Korsleting Listrik, Rumah Klasik di Jombor Ludes Terbakar

Ceper,(klaten.sorot.co)--Sebuah rumah milik Agus Dasanto (60), yang berada di Dukuh Jayan, Desa Jombor, Kecamatan Ceper, hangus dilalap si jago merah, Rabu (12/09/2018) pagi. Sumber kebakaran diduga berasal dari korsleting listrik di gudang penyimpanan barang bagian belakang.

Informasi yang diperoleh, peristiwa itu terjadi sekitar pukul 08.30 WIB. Pada saat kejadian Agus beserta keluarganya berada di ruang depan. Tanpa disadari, tiba-tiba terdengar sejumlah warga berteriak memberitahu bahwa ada kebakaran. Mendapati hal itu, Agus lantas keluar rumah.

"Saat saya keluar ternyata sudah ada kobaran api dari atap rumah saya bagian belakang. Kondisi api sudah cukup besar," ujar pemilik rumah, Agus Dasanto saat ditemui.

Tanpa berpikir panjang, warga langsung berlarian untuk melakukan pemadaman dengan peralatan seadanya. Sementara Agus bergegas kembali masuk ke rumah untuk mencoba menyelamatkan beberapa barang berharganya. Namun nahas, kobaran api ternyata sudah merembet ke ruang tengah. 

"Saya panik, karena di dalam rumah juga ada barang berharga. Saat mau masuk ternyata api sudah sangat dekat dengan saya. Akhirnya saya kembali keluar," imbuhnya.

Merasa api semakin besar, sejumlah warga mencoba menghubungi petugas Pemadam Kebakaran (Damkar) Klaten. Api berhasil dipadamkan beberapa saat kemudian, hanya saja akibat dari kejadian itu empat kamar dan satu ruang tengah ludes dilalap api. Bagian atap roboh, sementara dinding rumah hangus.

Agus mengaku, percikan api diduga berasal dari korsleting listrik di gudang bagian belakang. Gudang berukuran 6 X 6 meter itu selama ini digunakan sebagai tempat menyimpan barang bekas seperti kasur, kain, dan baju-baju yang sudah tidak dipakai. Ruangan itu sudah lama tak digunakan.

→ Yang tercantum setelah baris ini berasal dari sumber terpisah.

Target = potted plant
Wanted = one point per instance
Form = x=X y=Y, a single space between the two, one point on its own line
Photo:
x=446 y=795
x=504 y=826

Akibat peristiwa ini Agus mengalami kerugian hingga ratusan juta. Pasalnya, selain kamar dan ruang tengah ludes, bangunan rumah milik Agus juga terbilang klasik. Tiang dan sejumlah dinding dari kayu jati berukir turut terbakar. Ditambah lagi surat-surat berharga juga tidak bisa diselamatkan.

"Ada beberapa dinding kayu jati berusia puluhan tahun ikut terbakar, sedangkan surat-surat kelengkapan lain juga hangus karena berada di dalam kamar. Kerugian ditaksir mencapai ratusan juta. Yang pasti tidak ada korban," pungkas dia.